COOS BAY, Ore. (AP) — When Robert Smith's 17-year-old son boogie boards, he wears a lifejacket.
That might seem extreme for anyone else, but being safe is an important part of enjoying Oregon's public beaches, said Smith, beach safety education coordinator with Oregon State Parks.
"Leave at home the idea that it can't happen to me because unfortunately it can, and we've seen it happen."
More than 260 incidents - including seven deaths last year and three this year - have been reported since 2002.
Avoid beach logs, Smith said. They can injure people climbing on them or near them, as happened to two children injured by a log rolled by a sneaker wave earlier this month in the Spinreel Dunes area.
The log trapped one girl underwater for 10 minutes.
"It only takes 4 inches of water to move a 5-ton log," Smith said.
"Always keep one eye on the ocean so you know what's going on and you can react," he said.
Watch out for sneaker waves that can pull people out to sea in rip currents that are difficult to escape, he said.
"First thing you want to do is not panic," he said. "And that will be very, very difficult."
If you're a swimmer, aim yourself parallel to the shore until you're out of the current, he said. People who can't swim should try to relax and call for help.

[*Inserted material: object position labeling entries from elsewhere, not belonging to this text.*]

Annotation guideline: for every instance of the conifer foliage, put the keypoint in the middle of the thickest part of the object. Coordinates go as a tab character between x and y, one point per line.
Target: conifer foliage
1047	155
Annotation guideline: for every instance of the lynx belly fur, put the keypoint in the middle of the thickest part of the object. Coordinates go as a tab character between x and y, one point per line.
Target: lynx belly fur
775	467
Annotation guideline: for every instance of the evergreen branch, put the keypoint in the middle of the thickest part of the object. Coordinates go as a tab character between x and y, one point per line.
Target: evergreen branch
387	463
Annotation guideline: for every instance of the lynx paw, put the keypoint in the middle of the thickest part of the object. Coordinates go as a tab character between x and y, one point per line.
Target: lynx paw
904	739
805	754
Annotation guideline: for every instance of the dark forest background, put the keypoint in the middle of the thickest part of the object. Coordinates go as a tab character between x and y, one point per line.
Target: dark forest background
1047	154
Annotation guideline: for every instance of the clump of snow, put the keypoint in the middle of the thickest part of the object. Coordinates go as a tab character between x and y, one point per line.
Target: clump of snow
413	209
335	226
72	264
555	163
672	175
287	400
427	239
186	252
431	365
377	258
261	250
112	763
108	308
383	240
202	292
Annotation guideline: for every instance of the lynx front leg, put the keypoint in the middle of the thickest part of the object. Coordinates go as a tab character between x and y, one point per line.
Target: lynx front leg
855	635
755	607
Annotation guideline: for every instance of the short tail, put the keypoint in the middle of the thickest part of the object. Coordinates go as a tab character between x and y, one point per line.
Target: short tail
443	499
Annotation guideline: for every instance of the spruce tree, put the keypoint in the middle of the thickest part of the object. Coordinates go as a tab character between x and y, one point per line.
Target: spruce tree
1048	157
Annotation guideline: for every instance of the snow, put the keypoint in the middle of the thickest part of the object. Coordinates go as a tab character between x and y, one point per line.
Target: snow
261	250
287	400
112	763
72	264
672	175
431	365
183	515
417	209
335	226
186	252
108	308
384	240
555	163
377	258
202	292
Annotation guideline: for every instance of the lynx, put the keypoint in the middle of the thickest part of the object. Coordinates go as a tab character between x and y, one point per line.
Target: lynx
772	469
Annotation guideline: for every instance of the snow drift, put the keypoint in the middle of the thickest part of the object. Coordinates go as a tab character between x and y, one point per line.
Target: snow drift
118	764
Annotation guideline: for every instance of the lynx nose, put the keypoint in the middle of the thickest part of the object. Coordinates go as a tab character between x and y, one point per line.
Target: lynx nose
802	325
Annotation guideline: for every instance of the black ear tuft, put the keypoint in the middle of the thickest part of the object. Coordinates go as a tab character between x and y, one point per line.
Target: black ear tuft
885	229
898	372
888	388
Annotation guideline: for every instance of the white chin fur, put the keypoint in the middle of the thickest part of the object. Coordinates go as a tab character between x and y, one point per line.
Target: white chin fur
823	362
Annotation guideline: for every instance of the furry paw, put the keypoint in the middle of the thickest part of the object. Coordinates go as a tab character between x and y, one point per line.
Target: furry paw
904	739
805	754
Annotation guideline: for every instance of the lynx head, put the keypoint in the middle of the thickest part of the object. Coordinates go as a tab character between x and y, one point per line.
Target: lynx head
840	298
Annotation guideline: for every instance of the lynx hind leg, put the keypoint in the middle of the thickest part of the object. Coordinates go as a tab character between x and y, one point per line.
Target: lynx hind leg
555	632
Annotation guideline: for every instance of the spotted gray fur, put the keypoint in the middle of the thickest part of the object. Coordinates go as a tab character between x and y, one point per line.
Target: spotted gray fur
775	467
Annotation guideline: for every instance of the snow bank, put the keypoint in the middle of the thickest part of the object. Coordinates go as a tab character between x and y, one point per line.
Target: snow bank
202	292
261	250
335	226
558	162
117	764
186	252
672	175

Wear a lifejacket when in the water, he said. Spring snow melt makes for swift currents and cold water filled with debris, he added.
In 2009, 385 people who drowned weren't wearing lifejackets, compared to the 87 who drowned while wearing lifejackets, the U.S. Coast Guard reported.
"The best lifejacket is the one that you're wearing," said George Tinker of U.S. Coast Guard Auxiliary Flotilla 51 in Coos Bay.
In an emergency, people won't have time to grab the one in the bottom of the boat, he said.
Be a defensive driver, Tinker said. Operator inattention was the No. 1 contributing factor to boating accidents in 2009.
"The bottom line is you're keeping a good lookout."
The auxiliary does free safety checks. Call 541-404-1115 to schedule one, or head down to Englund Marine on May 21.
Or, take a Boater Education course.
ATV riders generally get into trouble when they try to ride beyond their abilities.
"The most prominent age group is young adult - the bulletproof age," said Chief Jerry Wharton of the Hauser Fire Department.
Wharton said his department goes on 60 to 80 emergency calls on the sand each year.
Tourists with ATV experience from back home sometimes don't know how to adjust their riding habits for sand, he said.
"They have sand dunes in other areas, but they don't change like these do," he said. Winds create new drop-offs in a matter of hours.
Regardless of what training they've had, all riders who rent an ATV must watch a safety video to get a 30-day permit, said Troy Rockwood of Steve's ATV Rentals in Hauser.
He said accidents often happen when people go too fast for conditions or try to jump without using a spotter, who stands on a ridge and flags other riders off.
ATV riders aren't the only ones who get intp trouble on the dunes; bigger vehicles often need to be extricated.
Wharton said his department will help people extricate vehicles, especially if they have children with them, so long as there's no other emergency call.